In a confusing and surprising twist, the Golden State Warriors will have to try in the first round of the NBA playoffs. The defending champions blew a 31-point lead on their home court against the No. 8 seed Los Angeles Clippers on Monday night, and the erstwhile warmup series is now knotted at one game apiece. It was the biggest choke job, points-wise, in NBA playoff history. To add injury to insult, center DeMarcus Cousins tore his quadriceps during the game and will likely miss the remainder of the season, however long—or truncated—that may be.
For a visual representation of this Warriors-Clippers series, look no further than the duel between Kevin Durant and Patrick Beverley. The Clippers’ 6-foot-1 journeyman guard has been hounding the Warriors’ 7-foot All-Star for two straight games, and the lopsided battle has at times looked like an interpretive dance version of Free Solo, with Durant playing the role of El Capitan.
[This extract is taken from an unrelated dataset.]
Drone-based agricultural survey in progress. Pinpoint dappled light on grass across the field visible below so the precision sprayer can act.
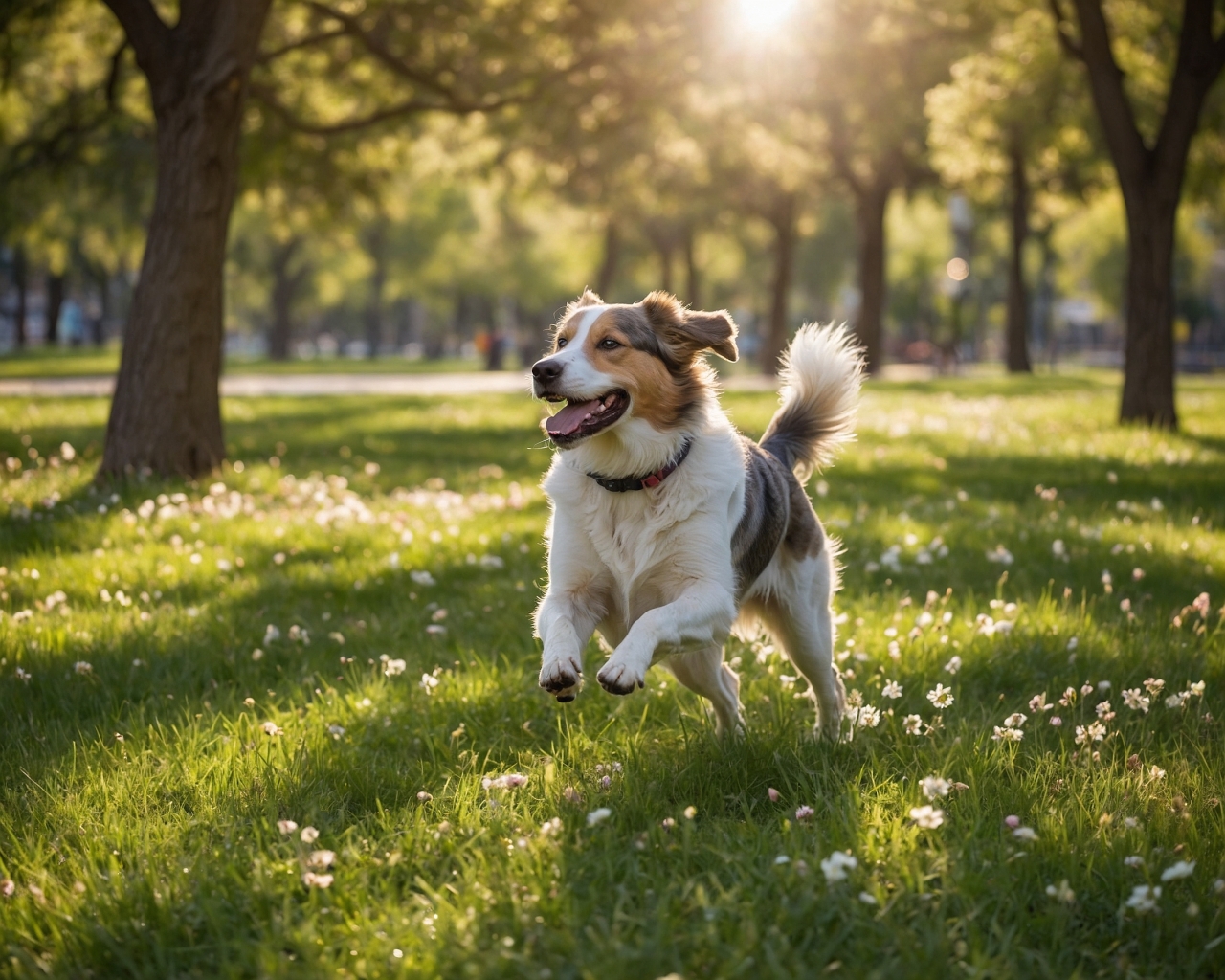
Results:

Beverley’s incessant badgering is akin to back-seat roughhousing during a family road trip—it doesn’t matter who started it because everyone is getting in trouble. Even when the Warriors were up by 15 in the fourth quarter during Game 1, Beverley kept himself attached to Durant and goaded the superstar into an altercation that resulted in dueling ejections. In Game 2, Beverley helped stifle Durant to the tune of 8 field goal attempts and 9 turnovers, and he all but burrowed under the superstar’s skin.
Both players fouled out of that contest, which, in chess terms, represents yet another successful strategic sacrifice for the Clippers. After the loss, the oft-emo Durant left the locker room without talking to the press, though he spoke at length with reporters during Wednesday’s practice.
While the approach employed by Beverley and the Clippers might appear to be “annoy Durant until he lashes out,” there is a specific strategy behind everything they do. In the above clip, Durant gives a rundown on his opponents’ gambit and deftly explains how he intends to overcome it. First, he identifies that the Clippers are “top-locking” Golden State’s sharpshooters, which means the off-ball defenders are preventing them from getting behind the 3-point line. He then elaborates on what, exactly, Beverley is trying to accomplish.
I got a pest Patrick Beverley who’s up underneath me, who I could definitely shoot over the top and score every time if it’s a 1-on-1 situation. But we’ve got a guy that’s dropping and helping and then we got another guy that’s just sitting on me waiting on me to dribble the basketball. If I put the basketball on the floor I can probably make 43 percent of my shots if I shoot them like that, but that’s not really going to do nothing for us for the outcome of the game because we’ve got a nice flow.
The clip went semi-viral, and not because Durant called the Clippers’ schemes a “gimmick defense.” Durant has been prickly with the press all year, especially when asked about the looming free agency period and his heavily rumored exit from the Warriors this summer. Durant’s future travel plans have defined Golden State’s season, even as the team prepares to leave Oakland to make its own move to a new arena in San Francisco. Durant’s candid response on Wednesday was a reminder that he can be a great interview when he wants to be, though those moments have become increasingly rare during his Warriors tenure.
Fittingly, Durant’s analysis was spurred on by the fact that Beverley and the Clippers tried to get in his head. Durant is the most self-conscious star in the league, and he inhabits that particular space with ascetic hermeticism. While Beverley’s campaign of annoyance has yielded on-court results, Durant’s staid off-court response serves as a reminder that he was forged in a fire of perceived slights. This is a man who reportedly used a burner account to defend himself from Twitter trolls and got into arguments with a teenager on Instagram. If his calm response indicates anything, it’s that he knows he’s in a battle he can actually win—and he’s happy to provide details about how, exactly, he plans to win it.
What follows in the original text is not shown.